Last day of November, last day in Seattle, and last day off before it was back hurled into reality on the other side of the country. 

My gracious host was working today, so after packing up in the morning, I went on a coffee and pastry run to Umbria, white glove service of course. 

For lunch, I met up with a food friend (also visiting from New York) and we went to Taurus Ox, a small shop occupying a tight corner of a block serving up contemporary Laotian food. We took recommendations from the server and were not disappointed: everything was delicious, super flavorful and comforting. Taurus Ox seems like the kind of place I’d crave as a casual lunch spot, but also a great place to bring a couple friends and share. 

And then before I knew it, it was time for the last meal. And we made it a good one. An early bird special at Kamonegi, a soba specialty restaurant I’d been eye for ages (y’all know I love me some soba).  

We were seated at the bar, looking into the kitchen as everything was prepared, which was mesmerizing (like enough to have us crushing on everyone that worked there lmao).
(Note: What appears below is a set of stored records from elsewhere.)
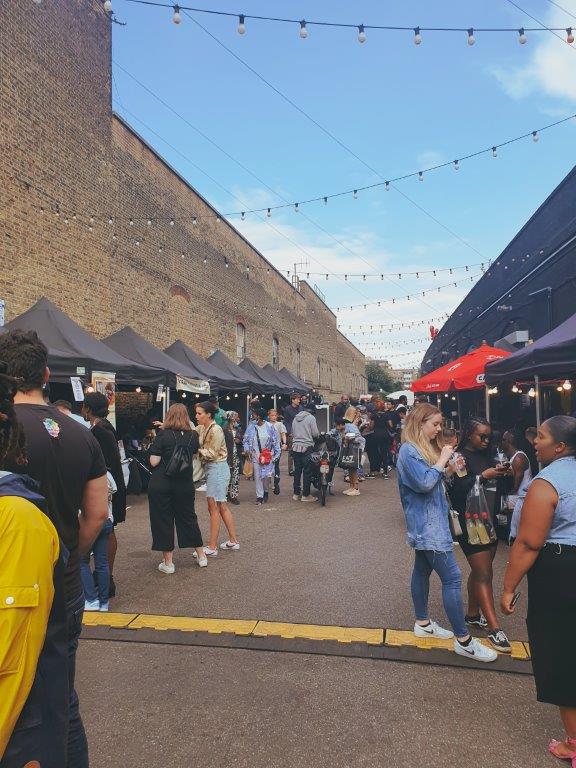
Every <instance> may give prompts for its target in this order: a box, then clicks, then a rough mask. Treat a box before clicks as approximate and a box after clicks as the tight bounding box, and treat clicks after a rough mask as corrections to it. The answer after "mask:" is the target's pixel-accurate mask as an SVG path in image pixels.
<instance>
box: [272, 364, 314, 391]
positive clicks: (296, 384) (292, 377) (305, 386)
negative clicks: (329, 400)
mask: <svg viewBox="0 0 576 768" xmlns="http://www.w3.org/2000/svg"><path fill="white" fill-rule="evenodd" d="M278 373H279V374H280V375H281V376H282V378H283V379H284V380H285V381H286V382H287V383H288V384H291V385H292V388H293V390H294V391H295V392H308V391H309V390H310V387H309V386H308V385H307V384H305V383H304V382H303V381H301V380H300V379H299V378H298V377H297V376H294V374H293V373H291V372H290V371H289V370H288V368H281V369H280V370H279V371H278Z"/></svg>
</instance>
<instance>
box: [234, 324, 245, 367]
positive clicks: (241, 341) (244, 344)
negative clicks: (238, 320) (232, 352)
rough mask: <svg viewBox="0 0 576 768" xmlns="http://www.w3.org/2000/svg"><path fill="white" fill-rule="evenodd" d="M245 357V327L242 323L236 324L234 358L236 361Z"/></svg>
mask: <svg viewBox="0 0 576 768" xmlns="http://www.w3.org/2000/svg"><path fill="white" fill-rule="evenodd" d="M245 357H246V327H245V326H244V325H242V323H237V324H236V359H237V360H238V361H240V360H242V359H243V358H245Z"/></svg>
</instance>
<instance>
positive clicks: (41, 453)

The food was so good, the noodles had a perfect bite that only comes from freshly made soba, and the duck was savory without being too rich. It was a good final meal. And definitely not the last time I’ll be going there. 


And then because I hate myself, I boarded a red eye flight to JFK, landed bright and early at 6am, just in time to sit through 1.5 hours of traffic to get back to Brooklyn, crash for an hour, wake up to virtually join my morning meetings and then somehow haul my ass onto the subway and into the city to show my face at the office for management meetings, complain loudly about my lack of sleep, and then go home. Note to self: take the day off if you take a red eye.